Ph.D., Johns Hopkins University,  2000


The University of Chicago
924 East 57th Street
JFK R412,  (MC 6079)
Chicago, IL 60637


Phone:  (773) 834-4482


Tolerance and Autoimmunity

Our laboratory is interested in understanding how autoreactive T and B cells are regulated in normal immune system and what goes wrong in autoimmunity. Tolerance of the immune system to self-antigens is established and maintained by both central and peripheral tolerance mechanisms and is essential for avoiding autoimmunity.
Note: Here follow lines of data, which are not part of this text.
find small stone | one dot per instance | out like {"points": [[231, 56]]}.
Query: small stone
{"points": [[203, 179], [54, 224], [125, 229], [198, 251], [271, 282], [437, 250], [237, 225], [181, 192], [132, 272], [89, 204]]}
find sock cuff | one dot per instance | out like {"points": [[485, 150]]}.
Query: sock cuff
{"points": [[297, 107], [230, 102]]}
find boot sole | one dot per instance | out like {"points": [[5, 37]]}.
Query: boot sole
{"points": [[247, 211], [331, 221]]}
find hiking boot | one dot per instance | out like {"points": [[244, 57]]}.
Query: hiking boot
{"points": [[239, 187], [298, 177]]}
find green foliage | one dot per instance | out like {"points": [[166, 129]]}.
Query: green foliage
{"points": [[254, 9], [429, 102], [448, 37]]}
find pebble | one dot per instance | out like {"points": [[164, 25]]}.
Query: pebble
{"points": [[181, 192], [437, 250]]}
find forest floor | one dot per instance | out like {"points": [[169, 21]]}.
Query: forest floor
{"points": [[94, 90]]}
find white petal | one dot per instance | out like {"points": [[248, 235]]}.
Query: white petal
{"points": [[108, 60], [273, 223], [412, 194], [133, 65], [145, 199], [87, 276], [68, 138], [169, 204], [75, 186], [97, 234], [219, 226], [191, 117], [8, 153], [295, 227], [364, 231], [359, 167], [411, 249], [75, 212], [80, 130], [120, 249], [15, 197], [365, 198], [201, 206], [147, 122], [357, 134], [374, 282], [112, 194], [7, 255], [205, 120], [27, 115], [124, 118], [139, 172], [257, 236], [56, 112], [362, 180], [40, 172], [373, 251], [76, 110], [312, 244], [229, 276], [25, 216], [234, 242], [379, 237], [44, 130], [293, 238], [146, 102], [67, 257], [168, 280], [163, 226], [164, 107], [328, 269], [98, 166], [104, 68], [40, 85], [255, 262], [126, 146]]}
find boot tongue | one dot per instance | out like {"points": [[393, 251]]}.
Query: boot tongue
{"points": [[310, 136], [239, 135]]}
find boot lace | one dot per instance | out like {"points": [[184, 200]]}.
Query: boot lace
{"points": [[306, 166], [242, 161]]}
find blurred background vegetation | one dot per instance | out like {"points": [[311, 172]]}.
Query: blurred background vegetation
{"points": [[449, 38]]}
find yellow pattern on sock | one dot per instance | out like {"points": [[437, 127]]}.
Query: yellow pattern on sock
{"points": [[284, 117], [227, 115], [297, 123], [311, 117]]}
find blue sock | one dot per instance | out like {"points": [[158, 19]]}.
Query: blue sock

Central tolerance is mediated by clonal deletion of autoreactive thymocytes. This negative selection requires that self-antigens are efficiently presented by antigen-presenting cells (APCs) to developing thymocytes. Particularly we are interested in the development and role of thymic B cells.  Although the presence of B cells in the thymus has been recognized for several decades, their function is not well understood.  Our working model is that thymic B cells are efficient APCs in mediating negative selection of T cells for antigens that are recognized by their BCRs and as such contribute to shaping the T cell repertoire. The second direction of our research is on peripheral tolerance. Major questions tackled are how autoreactive T cells get activated and how gut microbiota affects this process. We utilize the K/BxN mouse model of rheumatoid arthritis for these studies.